Общение с «холодноглазыми», причем постоянное, деловое, необходимое, разлагающе действует на общество; всякое действие рождает противодействие, и хорошо, если бы против них открыто поднялись, так нет же! Самое страшное, что рождается некое массовое мнение, что, мол, живя среди койотов, надо научиться есть падаль, чтобы не умереть с голоду. Ничто так не разлагает общество, не разобщает его, как цинизм и холодное, безапелляционное, бесчувственное следование параграфу закона.

Придумана схема: мол, «холодноглазые» лишь некая прокладка между большими боссами и народом, необходимая, малочисленная инстанция. Но ведь именно эта прослойка общается с нами, докладывает о нас боссам, потом, в свою очередь, доводит до общественности то, что людям предстоит делать, чем восхищаться, что ненавидеть. Они не боссы, но они уже и не мы, они страшная химера, которая стала ужасающей, незримо могущественной явью. Из кого они состоят? Те, кто умеет объезжать мустангов, занимается своим делом, и счастливы, потому что любимое дело – это высшая человеческая радость, не правда ли?! Бизнесмен, знающий, как наладить дело, весь в своем предприятии, и ему незачем продавать свою душу боссам, он сам босс! Плотника просто-напросто не пустят в этот клан, у него нет знания. Из кого же тогда создается армия «холодноглазых»? Из грамотных, но неумелых, из тех, кто лишен компетентности, но обладает нужной памятью на параграфы закона, из тех, кто труслив, ибо и объездчик мустангов, и бизнесмен должны принимать волевые решения; эти же, «холодноглазые», обязаны делать все, чтобы все кругом ничего не делали, они тормозят прогресс, они думают лишь о своем месте, которое дает им баки и блага.

Вот о чем я думал, посещая рауты и составляя отчеты об этих балаганах.
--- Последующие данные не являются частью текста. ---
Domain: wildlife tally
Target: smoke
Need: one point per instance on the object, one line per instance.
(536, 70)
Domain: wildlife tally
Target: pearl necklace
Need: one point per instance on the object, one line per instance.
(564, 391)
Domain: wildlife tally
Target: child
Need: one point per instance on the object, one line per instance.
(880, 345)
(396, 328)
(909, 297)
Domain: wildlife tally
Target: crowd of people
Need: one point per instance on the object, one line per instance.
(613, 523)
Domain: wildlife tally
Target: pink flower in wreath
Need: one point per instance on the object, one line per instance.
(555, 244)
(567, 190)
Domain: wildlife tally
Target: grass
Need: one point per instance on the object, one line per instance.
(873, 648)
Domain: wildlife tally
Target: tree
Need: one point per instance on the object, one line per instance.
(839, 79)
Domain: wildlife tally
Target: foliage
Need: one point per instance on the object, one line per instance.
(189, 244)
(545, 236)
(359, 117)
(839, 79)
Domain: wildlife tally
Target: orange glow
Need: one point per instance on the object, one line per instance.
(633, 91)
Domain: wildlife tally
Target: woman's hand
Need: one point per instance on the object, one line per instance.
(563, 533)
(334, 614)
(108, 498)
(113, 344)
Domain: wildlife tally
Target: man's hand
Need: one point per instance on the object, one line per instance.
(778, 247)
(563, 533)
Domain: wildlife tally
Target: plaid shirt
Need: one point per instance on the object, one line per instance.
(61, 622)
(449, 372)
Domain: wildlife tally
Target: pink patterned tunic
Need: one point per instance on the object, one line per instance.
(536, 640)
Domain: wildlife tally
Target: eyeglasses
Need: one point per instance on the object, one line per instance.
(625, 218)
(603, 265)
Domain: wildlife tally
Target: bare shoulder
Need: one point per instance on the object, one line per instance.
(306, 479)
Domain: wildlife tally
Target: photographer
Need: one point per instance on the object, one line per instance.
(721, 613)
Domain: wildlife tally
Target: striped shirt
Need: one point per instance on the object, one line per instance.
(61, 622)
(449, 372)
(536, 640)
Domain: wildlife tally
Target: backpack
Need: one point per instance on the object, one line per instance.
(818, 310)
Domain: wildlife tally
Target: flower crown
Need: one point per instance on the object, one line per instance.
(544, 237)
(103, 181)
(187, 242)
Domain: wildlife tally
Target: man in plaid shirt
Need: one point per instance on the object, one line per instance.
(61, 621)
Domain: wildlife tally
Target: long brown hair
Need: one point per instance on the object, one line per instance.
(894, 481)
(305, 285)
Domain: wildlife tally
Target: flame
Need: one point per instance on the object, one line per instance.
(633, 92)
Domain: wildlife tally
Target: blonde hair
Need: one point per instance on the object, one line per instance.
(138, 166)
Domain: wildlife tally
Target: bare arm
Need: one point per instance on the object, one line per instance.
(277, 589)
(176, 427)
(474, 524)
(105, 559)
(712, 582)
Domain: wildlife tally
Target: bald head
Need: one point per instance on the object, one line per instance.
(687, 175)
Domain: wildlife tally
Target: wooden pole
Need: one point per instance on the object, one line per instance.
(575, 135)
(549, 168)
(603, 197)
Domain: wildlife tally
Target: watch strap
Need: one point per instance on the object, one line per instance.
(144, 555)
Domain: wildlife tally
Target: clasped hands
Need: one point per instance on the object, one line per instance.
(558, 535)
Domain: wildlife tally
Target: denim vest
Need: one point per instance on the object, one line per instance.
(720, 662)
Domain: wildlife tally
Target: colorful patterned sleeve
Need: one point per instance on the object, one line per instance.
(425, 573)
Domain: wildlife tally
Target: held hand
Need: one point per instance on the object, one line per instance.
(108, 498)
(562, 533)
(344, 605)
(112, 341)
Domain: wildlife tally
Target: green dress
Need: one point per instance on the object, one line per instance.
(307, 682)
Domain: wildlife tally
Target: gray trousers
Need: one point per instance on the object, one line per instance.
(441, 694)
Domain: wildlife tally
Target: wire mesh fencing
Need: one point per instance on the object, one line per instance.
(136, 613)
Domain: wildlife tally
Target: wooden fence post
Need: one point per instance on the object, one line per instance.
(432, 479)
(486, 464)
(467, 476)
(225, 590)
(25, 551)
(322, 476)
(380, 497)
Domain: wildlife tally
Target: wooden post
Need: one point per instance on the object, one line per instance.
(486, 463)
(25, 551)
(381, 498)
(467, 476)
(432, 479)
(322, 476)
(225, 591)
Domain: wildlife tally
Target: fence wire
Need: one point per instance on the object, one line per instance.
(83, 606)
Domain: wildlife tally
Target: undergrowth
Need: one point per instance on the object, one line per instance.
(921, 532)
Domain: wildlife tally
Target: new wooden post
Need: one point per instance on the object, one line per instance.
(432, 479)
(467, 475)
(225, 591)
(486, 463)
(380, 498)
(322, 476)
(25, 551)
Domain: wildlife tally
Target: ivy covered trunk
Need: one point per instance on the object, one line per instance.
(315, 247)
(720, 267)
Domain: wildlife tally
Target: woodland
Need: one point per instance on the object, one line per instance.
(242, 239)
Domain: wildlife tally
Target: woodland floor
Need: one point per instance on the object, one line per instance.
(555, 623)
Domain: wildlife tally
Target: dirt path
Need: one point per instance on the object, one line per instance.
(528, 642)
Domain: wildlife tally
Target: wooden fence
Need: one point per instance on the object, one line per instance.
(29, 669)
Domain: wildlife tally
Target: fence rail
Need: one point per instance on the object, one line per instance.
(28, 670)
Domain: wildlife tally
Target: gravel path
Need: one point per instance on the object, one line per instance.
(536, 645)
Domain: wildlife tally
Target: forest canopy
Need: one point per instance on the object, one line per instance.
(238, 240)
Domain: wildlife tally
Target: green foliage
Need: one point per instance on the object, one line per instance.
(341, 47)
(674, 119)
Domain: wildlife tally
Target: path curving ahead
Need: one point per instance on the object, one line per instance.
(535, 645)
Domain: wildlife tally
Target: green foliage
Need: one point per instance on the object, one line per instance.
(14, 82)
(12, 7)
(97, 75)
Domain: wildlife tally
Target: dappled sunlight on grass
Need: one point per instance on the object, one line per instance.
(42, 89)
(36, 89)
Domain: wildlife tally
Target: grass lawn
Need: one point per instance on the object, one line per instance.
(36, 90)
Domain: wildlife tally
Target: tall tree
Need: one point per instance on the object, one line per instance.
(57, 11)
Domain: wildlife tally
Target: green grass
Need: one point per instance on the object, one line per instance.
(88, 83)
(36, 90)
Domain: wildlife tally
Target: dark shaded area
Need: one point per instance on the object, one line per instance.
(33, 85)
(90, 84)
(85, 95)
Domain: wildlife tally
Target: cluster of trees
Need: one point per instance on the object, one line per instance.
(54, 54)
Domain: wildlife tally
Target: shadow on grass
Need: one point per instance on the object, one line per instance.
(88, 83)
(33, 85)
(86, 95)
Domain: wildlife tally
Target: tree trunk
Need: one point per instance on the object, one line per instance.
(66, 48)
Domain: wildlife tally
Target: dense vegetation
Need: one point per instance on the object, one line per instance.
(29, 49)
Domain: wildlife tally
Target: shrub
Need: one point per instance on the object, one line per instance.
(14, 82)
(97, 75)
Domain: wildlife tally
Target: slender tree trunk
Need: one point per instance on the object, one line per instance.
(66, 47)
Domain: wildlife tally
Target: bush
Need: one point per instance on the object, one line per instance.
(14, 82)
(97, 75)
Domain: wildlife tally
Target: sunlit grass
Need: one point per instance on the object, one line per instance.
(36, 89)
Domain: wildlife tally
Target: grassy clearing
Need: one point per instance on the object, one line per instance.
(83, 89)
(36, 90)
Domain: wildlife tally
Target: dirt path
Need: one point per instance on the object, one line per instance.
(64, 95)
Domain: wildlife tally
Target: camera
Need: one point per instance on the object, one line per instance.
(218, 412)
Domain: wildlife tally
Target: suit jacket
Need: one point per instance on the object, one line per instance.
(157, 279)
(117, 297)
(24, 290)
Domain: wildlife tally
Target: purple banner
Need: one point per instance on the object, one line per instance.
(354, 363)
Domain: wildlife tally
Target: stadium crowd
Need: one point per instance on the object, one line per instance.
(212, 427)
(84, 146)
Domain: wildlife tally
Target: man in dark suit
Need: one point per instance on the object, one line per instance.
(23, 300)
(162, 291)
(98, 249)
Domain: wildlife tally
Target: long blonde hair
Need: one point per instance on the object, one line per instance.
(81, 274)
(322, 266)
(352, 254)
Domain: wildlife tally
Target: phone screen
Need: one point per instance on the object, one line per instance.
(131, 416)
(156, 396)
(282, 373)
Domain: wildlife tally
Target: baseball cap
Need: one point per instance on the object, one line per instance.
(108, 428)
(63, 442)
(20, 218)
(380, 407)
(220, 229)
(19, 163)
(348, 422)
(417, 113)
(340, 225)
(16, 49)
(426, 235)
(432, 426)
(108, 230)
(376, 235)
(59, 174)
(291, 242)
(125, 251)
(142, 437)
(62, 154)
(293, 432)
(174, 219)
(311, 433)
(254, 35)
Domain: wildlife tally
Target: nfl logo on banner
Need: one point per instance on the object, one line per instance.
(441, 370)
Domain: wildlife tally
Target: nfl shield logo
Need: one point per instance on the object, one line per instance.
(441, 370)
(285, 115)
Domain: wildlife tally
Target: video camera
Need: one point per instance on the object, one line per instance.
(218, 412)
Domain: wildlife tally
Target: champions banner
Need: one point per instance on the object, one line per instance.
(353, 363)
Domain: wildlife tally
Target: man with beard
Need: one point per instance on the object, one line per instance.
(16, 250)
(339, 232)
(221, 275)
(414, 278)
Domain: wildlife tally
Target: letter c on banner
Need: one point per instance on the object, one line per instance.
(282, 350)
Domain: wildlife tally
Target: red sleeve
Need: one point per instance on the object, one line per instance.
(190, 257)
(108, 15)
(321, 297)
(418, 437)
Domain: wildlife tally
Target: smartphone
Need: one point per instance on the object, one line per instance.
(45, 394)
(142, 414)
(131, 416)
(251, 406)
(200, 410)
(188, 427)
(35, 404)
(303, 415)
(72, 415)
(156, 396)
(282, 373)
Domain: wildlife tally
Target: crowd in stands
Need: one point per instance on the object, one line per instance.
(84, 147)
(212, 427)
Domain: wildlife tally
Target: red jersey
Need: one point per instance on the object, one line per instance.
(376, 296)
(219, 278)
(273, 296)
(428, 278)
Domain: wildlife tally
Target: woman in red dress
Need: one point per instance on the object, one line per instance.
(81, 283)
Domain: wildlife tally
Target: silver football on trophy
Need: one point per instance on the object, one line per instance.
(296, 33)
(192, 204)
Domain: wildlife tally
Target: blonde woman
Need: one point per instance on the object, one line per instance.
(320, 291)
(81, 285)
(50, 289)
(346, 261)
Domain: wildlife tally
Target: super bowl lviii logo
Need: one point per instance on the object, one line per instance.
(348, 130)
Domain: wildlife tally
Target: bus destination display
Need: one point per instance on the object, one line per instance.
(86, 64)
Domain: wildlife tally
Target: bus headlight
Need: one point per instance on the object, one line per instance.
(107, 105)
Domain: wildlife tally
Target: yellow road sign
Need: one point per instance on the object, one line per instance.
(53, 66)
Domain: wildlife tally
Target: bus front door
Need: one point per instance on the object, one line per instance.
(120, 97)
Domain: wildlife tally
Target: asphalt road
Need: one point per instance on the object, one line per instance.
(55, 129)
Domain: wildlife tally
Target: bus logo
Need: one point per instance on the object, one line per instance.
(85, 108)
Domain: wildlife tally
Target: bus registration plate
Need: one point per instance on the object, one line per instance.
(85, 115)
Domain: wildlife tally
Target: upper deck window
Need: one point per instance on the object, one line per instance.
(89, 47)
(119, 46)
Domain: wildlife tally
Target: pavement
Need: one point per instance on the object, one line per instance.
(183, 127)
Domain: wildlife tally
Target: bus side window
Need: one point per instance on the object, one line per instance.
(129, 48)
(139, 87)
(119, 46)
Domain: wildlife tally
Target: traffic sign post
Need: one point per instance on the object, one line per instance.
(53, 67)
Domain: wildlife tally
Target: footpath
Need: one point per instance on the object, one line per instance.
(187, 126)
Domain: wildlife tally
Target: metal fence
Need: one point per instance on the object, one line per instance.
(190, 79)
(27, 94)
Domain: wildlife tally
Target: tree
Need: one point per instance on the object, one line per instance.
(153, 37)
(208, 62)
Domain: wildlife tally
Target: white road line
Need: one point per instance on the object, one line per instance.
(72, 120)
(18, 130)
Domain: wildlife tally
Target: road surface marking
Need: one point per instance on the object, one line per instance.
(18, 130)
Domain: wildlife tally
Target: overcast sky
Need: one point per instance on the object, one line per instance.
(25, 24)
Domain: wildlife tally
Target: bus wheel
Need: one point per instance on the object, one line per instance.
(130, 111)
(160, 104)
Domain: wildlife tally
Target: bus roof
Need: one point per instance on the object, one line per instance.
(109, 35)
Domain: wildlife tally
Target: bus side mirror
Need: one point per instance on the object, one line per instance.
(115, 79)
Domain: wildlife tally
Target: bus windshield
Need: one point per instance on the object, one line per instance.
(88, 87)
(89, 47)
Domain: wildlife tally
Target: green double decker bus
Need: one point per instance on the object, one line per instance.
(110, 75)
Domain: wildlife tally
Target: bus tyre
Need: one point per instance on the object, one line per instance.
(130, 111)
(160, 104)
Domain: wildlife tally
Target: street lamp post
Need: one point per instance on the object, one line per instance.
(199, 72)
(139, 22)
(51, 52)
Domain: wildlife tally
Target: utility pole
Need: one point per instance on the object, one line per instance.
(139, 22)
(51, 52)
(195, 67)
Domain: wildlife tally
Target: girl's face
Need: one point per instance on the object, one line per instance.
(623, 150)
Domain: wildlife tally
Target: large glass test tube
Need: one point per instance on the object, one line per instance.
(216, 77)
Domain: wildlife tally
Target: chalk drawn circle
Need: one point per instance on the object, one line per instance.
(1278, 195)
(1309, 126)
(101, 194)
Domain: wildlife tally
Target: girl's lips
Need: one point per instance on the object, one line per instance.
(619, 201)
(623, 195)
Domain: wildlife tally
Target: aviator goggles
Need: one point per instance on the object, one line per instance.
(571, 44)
Первый раз я написал про то, что хозяйка дома, леди Фрич, слегка горбата (и это правда), но это не мешает ей хорошо готовить бутерброды с мягким сыром (вроде мокрого камамбера) и наблюдать, чтобы отцам города вовремя подавали настоящее, шотландское виски. Я дал прочитать отчет Этол, она пришла в ужас, все за меня переписала в том смысле, что "лучистые глаза очаровательной леди Фрич сияли счастьем и добротою, когда она принимала наиболее достойных граждан Хьюстона, собравшихся в ее доме, чтобы обсудить вопросы, связанные с развитием музыкальной культуры города; духом заботы о подрастающем поколении был проникнут короткий, но искрометно-талантливый спич мистера Брайта, который вручил чек на пятьдесят долларов «Организации за верность Традициям Песни Техаса».

Я спросил Этол, не стыдно ли ей так меня править, потому что она, как и я, знает, что мистер Брайт просто-напросто готовится к выборам, а пятьдесят долларов ему вручил «Скотопромышленный банк», ставленником которого он является, но Этол показала мне глазами на ширму, за которой спала Маргарет, и в довершение ко всему заплакала, а когда плачет женщина, я готов сделать все, что могу, лишь бы она плакать перестала.